Economic instruments can complement the use of institutional, regulatory, technical and other kinds of tools used in the water sector. In general, economic instruments involve the use of prices and other market-based measures to provide incentives to consumers and all water users to utilise water carefully, efficiently and safely. Economic instruments may offer some advantages over other tools, by providing incentives to change behaviour, raising revenue to help finance necessary adjustments, establishing user priorities and achieving overall IWRM management objectives at least overall cost to society. For successful application, economic instruments need appropriate standards (e.g. for discharges or surface water quality), effective administrative monitoring and enforcement capabilities, institutional co-ordination and economic stability.

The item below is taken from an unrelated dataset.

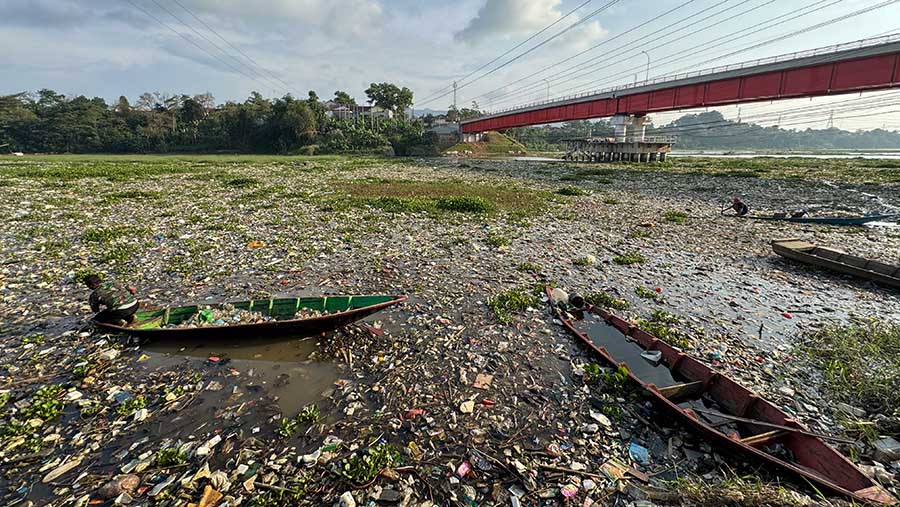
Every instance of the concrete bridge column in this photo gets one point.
(620, 123)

Economic instruments work best in combination with other supporting measures; they are unlikely to be effective acting alone. The adage "the market is a good servant but a bad master" applies here.

Water pricing is an increasingly common tool (C7.1), applied to recover costs, to give the right incentives to users, and to protect the environment. In practice, there is great variety in the type, level and structure of tariff systems observed both between and within countries in the water services sector, hence there is a rich variety of experience to draw upon. There is more limited experience with the active use of pricing for irrigation water. Pollution charges (C7.2) work in an analogous way, providing a disincentive for the anti social release of polluted wastewater.

The use of water for agriculture often illustrates a widespread problem that arises when water users have rights which are enshrined in law or custom, and cannot easily be revoked or amended. In such cases, the redistribution of water can sometimes be achieved by setting up markets (C7.3) in which rights can be traded, and holders are compensated through the market for surrendering their claims, either temporarily or permanently. Markets can also come to the aid of pollution prevention and control; the "right to pollute" within limits set by environmental regulators can be traded amongst firms, leading to abatement being achieved in the least cost manner.

The use of water is, however, affected not only by its own price, but also by the prices of goods and services that consume water or affect its use in other ways. These prices are often distorted, and produce wrong signals to water users. A balanced programme of reforms has to address corrections to prices in agriculture, industry and other areas that affect the use of water. Taxes and subsidies can also be used to reinforce "green" behaviour.